Bell pointed at a giant spool of drilling cable. The other two understood his plan immediately. Terrified expressions on their smoke-grimed faces said they didn’t like it.
“It’s our only chance,” said Bell.
The spool was six feet high. They extracted the loose end of the cable from the coil, put their shoulders to the spool, and commenced rolling it to uncoil the cable. Men watching saw what they were up to and came to help.
A rigger ran up with a monkey wrench and a sack of cable clamps, nuts, and bolts. “You boys must be loco,” he shouted over the roar of fire. “Guess I’ll join the crowd.” He bent the loose end of the cable into a loop, clamped it together, and dragged it toward the locomotive, while Isaac Bell and the others dragged their end to the gasoline tank.
Tanks were burning behind them and to either side. Columns of smoke rose from the incinerated crude, swirling like tornadoes. They climbed swiftly, joined high overhead, and turned the sky black.
Pursued by the fire, Bell and his helpers pulled the cable to the foot of the gasoline tank. It was as high as a three-story house. A ladder led up its iron side. Bell slung the loop over his shoulder and climbed. The men bel
ow pushed the stiff cable up, trying to relieve him of some of the weight. He was breathing hard when he reached the top and swung onto the wooden roof. The farmer followed close behind carrying a crowbar and an ax.
“Can you run get me that monkey wrench?”
“What are you going to do?”
“Chop a hole in the roof,” said Bell, swinging the ax with all his might. “Run,” he said again. “In case I throw sparks.”
The fires were advancing quickly. Another oil tank exploded and thick burning crude flew through the air. With very little time to pierce the roof, he thanked his lucky stars for the Northwest timber case when he’d masqueraded as a lumberjack. Tar, wood chips, and splinters flew.
He chopped open a hole at the edge of the roof, just inside the iron wall. The fumes that suddenly vented were almost overwhelming. His head spun. The farmer came up the ladder again, gasping for wind. He passed Bell the monkey wrench.
“What’s it for?”
“Anchor,” said Bell, fastening the wrench’s jaws firmly around the cable. “Run while you can.”
He shoved the wrench and the cable loop through the hole and wedged it tightly with the crowbar and the ax. Then he signaled the Civil War vet, dropped down the ladder as fast as he could, and ran toward him.

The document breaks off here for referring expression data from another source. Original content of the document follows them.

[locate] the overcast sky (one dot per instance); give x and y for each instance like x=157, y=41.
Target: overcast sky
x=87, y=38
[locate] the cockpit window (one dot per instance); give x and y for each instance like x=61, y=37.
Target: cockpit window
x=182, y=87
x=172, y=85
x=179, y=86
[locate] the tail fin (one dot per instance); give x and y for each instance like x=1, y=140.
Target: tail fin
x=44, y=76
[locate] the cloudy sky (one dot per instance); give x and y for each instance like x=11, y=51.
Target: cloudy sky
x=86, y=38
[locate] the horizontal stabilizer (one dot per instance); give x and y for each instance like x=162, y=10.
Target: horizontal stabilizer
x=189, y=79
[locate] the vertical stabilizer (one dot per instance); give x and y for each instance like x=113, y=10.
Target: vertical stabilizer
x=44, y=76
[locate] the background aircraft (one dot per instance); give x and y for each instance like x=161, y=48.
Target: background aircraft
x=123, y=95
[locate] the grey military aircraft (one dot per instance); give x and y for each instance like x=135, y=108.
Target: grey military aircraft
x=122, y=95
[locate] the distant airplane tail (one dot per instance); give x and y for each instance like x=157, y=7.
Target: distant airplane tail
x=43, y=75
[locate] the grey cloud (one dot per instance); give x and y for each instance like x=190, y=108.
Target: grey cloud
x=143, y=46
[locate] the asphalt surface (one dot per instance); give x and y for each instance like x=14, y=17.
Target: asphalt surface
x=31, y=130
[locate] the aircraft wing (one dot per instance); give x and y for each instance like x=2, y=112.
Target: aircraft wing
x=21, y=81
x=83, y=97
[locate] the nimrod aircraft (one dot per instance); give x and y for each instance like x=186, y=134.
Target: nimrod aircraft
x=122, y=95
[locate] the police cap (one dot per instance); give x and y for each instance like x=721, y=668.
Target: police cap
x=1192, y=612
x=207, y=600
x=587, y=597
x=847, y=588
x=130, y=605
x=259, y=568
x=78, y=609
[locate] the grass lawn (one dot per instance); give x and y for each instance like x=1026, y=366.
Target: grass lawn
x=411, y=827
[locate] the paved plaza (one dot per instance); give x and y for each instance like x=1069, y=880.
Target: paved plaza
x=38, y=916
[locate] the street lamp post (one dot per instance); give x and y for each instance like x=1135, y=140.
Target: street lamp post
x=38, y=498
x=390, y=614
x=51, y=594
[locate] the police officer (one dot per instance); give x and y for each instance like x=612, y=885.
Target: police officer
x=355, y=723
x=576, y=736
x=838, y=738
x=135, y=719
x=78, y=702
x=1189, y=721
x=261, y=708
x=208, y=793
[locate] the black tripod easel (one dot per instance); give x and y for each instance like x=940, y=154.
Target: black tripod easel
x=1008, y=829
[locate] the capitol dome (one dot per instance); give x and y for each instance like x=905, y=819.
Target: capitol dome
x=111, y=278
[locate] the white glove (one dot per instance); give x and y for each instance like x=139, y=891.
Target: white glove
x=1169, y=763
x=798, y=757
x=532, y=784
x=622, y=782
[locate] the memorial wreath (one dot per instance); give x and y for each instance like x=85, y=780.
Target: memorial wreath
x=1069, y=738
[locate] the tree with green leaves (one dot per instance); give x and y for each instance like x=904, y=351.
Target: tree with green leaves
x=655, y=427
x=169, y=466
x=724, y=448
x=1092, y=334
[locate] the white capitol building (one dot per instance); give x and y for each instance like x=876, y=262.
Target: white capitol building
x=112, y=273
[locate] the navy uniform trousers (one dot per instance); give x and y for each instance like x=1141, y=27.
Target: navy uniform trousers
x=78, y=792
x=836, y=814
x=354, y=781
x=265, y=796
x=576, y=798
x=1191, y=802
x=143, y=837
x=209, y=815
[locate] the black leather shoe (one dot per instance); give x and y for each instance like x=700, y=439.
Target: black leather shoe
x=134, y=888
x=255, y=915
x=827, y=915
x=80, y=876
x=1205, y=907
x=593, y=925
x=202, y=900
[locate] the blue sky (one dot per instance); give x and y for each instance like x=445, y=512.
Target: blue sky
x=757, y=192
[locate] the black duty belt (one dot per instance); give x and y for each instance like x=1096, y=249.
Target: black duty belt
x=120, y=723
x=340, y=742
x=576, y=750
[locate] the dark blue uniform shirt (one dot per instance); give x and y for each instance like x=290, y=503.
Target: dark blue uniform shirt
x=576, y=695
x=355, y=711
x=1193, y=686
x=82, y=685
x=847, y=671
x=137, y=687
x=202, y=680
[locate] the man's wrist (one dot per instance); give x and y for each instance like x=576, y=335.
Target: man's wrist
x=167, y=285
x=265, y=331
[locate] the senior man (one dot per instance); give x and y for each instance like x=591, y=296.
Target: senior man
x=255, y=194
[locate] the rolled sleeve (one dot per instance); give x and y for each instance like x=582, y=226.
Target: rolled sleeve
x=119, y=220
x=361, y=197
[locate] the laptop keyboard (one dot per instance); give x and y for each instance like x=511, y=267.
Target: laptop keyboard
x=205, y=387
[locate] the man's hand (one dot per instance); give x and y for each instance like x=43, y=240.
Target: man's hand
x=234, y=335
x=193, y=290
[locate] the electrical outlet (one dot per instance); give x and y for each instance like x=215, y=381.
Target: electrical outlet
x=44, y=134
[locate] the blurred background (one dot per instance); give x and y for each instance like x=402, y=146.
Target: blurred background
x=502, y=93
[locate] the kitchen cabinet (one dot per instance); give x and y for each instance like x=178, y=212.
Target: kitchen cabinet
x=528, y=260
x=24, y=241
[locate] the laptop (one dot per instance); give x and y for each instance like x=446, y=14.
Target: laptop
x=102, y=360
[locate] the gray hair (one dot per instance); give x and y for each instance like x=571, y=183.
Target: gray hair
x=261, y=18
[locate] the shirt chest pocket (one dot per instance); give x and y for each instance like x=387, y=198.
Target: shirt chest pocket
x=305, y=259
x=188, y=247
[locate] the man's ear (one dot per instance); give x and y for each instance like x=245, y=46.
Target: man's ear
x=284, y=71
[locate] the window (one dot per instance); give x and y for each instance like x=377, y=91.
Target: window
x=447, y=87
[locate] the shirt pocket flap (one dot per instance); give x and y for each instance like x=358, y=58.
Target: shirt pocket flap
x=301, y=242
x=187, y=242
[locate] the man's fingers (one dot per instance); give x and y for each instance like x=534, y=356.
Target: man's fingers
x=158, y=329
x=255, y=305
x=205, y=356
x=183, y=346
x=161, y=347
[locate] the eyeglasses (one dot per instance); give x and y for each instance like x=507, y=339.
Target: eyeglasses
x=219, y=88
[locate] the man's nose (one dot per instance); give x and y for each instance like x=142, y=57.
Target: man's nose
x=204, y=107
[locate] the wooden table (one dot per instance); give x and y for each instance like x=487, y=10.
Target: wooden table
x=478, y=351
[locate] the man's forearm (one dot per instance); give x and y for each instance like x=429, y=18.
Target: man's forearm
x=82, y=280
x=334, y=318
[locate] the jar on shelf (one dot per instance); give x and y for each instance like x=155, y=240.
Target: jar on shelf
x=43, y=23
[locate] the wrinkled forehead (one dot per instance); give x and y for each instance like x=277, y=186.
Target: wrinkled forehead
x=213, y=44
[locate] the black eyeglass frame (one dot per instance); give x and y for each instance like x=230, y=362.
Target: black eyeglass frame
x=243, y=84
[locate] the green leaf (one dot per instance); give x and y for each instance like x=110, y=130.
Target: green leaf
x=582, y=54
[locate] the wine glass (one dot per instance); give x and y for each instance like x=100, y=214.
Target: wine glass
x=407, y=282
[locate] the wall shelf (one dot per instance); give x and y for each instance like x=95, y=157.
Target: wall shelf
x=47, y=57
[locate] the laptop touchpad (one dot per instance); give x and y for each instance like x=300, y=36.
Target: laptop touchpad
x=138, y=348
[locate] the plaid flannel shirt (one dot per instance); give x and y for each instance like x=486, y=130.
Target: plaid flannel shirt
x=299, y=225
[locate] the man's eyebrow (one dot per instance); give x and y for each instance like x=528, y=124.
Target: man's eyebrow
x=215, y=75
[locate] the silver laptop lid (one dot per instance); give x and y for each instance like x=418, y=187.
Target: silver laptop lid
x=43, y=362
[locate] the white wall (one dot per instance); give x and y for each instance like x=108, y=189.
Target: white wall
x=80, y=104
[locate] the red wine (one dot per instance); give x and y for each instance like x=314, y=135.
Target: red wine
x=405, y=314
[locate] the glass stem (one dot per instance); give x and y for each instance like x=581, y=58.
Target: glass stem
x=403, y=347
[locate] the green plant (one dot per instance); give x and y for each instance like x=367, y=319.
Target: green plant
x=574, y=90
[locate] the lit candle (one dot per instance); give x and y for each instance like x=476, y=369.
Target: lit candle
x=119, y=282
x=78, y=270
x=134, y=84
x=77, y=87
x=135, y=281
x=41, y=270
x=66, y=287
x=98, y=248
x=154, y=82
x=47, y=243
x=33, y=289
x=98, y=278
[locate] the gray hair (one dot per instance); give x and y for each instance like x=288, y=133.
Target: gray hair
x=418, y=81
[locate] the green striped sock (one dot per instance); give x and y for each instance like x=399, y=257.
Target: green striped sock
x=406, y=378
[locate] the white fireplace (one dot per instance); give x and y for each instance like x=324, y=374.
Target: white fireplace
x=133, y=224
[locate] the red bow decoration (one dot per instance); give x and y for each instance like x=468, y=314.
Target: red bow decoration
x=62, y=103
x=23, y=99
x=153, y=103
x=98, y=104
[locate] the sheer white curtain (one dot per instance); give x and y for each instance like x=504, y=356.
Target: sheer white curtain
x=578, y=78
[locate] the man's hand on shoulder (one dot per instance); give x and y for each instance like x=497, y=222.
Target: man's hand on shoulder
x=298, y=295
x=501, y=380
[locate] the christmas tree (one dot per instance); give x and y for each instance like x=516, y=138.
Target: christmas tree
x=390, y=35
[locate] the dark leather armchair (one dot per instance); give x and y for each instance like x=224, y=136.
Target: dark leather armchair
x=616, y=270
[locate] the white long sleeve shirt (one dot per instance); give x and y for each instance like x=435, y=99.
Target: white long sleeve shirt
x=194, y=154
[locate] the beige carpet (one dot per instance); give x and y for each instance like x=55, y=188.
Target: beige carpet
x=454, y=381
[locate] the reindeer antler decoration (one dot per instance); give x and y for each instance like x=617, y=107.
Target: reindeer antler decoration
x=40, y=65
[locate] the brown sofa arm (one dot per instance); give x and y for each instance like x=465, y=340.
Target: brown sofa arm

A space of about two football fields separated the gasoline tank from the switch engine, which backed away, drawing the slack out of the drilling cable. When it was tight at a long, shallow angle between the top of the tank and the siding, Bell swung aboard the engine. “I’ll take her.”
“Welcome to it.”
Bell put his hands on the throttle and quadrant, admitted steam to the cylinders, and backed away smoothly. “Nice and easy, now.”
“Fine touch,” said the vet. “Where’d you learn it?”
Bell eyed the cable, which was tightening like a bowstring. “Borrowed a locomotive when I was in college.”